O domínio de topo de código de país,[1] ou country code top-level domain (ccTLD) em inglês, é o domínio de topo na Internet geralmente usado ou reservado para um país ou um território dependente.

Os identificadores de ccTLD são de duas letras. A criação e manutenção dos ccTLDs são feitas pela Internet Assigned Numbers Authority (IANA), e com poucas exceções, os códigos corresponde ao códigos de país ISO 3166-1 alpha-2 mantido pela agência ISO 3166.

Delegação e manutenção[editar | editar código-fonte]

A IANA é responsável por determinar o correto código para cada ccTLD. A administração e controle do domínio é também delegado a essa entidade, que tem a responsabilidade para o policiamento e funcionamento do domínio. As atuais delegações podem ser vista na lista de ccTLDs da IANA. Cada ccTLDs pode ter diferentes exigências e taxa de registro de subdomínios. Podem haver exigências de presença física no país (como cidadania ou outra ligação com o país). Como exemplo, os domínios .br [2] do Brasil e .ar[3] da Argentina.

ISO 3166-1 e ccTLDs[editar | editar código-fonte]

ccTLDs dos países da Comunidade dos Países de Língua Portuguesa
País ccTLD
 Angola

.ao

 Brasil

.br

Cabo Verde Cabo Verde

.cv

Guiné-Bissau

.gw

Macau

.mo

 Moçambique

.mz

 Portugal

.pt

 São Tomé e Príncipe

.st

Códigos ISO 3166-1 não usados como ccTLDs[editar | editar código-fonte]

O código EH, que teoricamente deveria ser um ccTLD para o Sahara Ocidental nunca foi criado e não existe no DNS. De modo semelhante, o código CS (Sérvia e Montenegro) nunca foi colocado para operação. (cs foi anteriormente usado para a Checoslováquia). TL (do pós-independente Timor-Leste), foi atualmente introduzido para substituir o antigo TP.

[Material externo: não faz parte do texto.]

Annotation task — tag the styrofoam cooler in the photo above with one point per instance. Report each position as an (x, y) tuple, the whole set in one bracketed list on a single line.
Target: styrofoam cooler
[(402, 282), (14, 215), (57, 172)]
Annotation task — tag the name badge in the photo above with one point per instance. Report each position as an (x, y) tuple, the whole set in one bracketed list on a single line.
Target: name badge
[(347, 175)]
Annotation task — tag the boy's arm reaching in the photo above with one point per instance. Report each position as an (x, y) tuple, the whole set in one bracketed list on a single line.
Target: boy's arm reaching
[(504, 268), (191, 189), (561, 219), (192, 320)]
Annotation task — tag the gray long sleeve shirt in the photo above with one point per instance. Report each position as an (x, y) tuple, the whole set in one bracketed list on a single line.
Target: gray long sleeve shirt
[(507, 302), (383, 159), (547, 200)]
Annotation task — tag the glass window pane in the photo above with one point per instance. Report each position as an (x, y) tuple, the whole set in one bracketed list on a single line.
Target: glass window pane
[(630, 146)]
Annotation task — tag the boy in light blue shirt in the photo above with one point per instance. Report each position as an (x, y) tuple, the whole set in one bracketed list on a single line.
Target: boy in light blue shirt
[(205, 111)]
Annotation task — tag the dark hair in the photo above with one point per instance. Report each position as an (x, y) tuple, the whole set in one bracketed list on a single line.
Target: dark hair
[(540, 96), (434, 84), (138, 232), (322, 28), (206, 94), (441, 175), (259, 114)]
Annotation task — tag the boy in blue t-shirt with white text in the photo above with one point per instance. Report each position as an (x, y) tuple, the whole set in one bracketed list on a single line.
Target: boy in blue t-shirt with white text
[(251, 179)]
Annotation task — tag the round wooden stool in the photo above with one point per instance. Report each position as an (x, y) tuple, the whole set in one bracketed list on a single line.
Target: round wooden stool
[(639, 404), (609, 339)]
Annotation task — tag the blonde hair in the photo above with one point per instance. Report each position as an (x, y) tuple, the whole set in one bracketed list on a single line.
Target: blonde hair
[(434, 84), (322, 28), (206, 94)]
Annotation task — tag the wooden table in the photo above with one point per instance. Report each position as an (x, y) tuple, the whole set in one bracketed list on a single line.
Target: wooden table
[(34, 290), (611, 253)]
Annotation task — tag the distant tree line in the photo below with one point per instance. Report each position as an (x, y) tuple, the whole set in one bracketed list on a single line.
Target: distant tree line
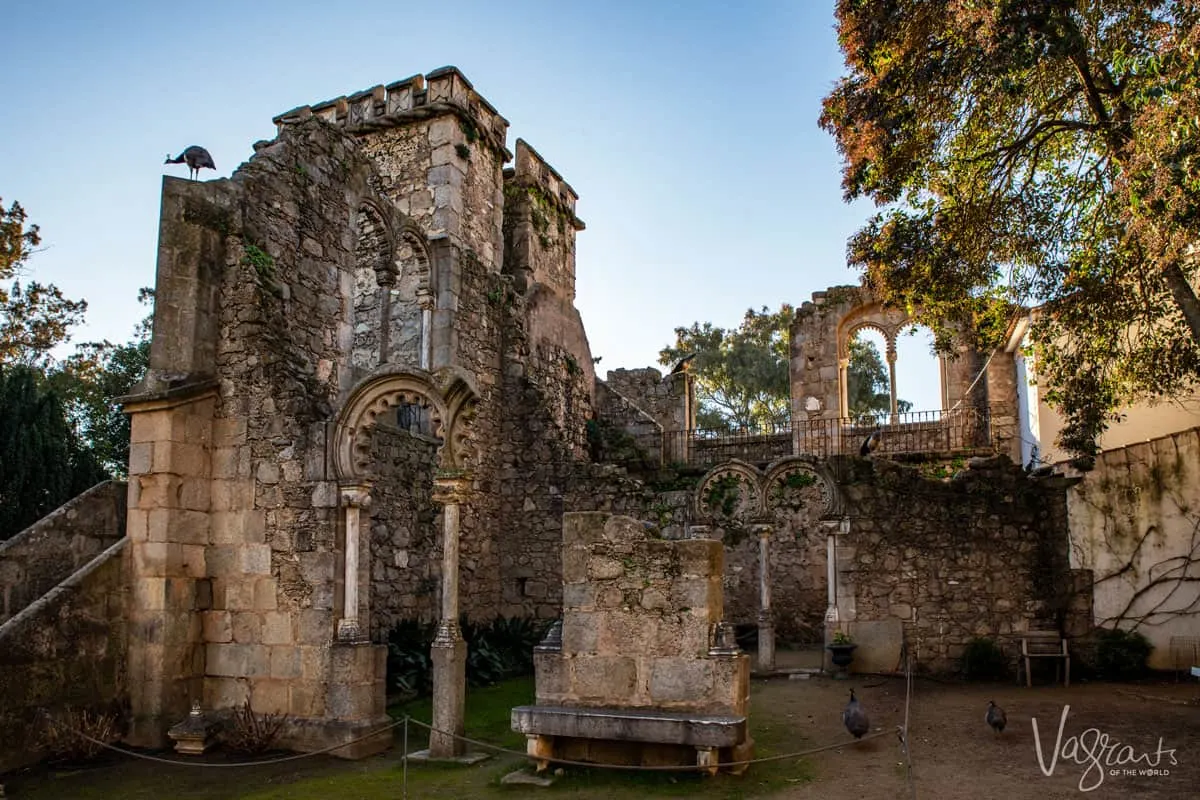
[(60, 427)]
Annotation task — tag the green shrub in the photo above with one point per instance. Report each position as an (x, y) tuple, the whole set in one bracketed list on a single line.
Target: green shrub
[(409, 669), (984, 660), (1121, 655)]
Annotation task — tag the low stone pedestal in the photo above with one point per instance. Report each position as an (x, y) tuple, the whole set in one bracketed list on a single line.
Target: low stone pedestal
[(708, 734), (196, 733)]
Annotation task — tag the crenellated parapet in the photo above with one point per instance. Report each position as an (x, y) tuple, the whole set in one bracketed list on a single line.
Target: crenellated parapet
[(418, 97), (532, 169)]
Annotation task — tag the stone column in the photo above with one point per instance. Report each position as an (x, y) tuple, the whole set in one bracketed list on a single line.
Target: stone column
[(426, 301), (766, 620), (357, 498), (892, 382), (387, 280), (449, 650)]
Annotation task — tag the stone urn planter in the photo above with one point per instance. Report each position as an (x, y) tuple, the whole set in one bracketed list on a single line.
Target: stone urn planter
[(841, 654)]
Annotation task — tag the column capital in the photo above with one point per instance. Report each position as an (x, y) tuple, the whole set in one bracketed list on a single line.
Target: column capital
[(357, 495)]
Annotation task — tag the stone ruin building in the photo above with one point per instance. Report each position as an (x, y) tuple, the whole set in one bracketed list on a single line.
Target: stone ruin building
[(371, 400)]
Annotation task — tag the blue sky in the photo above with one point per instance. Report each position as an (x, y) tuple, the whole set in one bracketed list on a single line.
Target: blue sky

Todos os outro códigos atuais da ISO 3166-1 foram criados e existem na DNS. Entretanto, algum desses código são efetivamente não usados. Em particular, a ilha Bouvet (.bv), uma dependência da Noruega, e Svalbard e Jan Mayen (.sj) são códigos que não existem na DNS, mas nenhum subdomínios foram criados. Alguns territórios franceses, incluindo Saint-Pierre e Miquelon (.pm), ainda estão esperando a autorização da AFNIC francesa para registro.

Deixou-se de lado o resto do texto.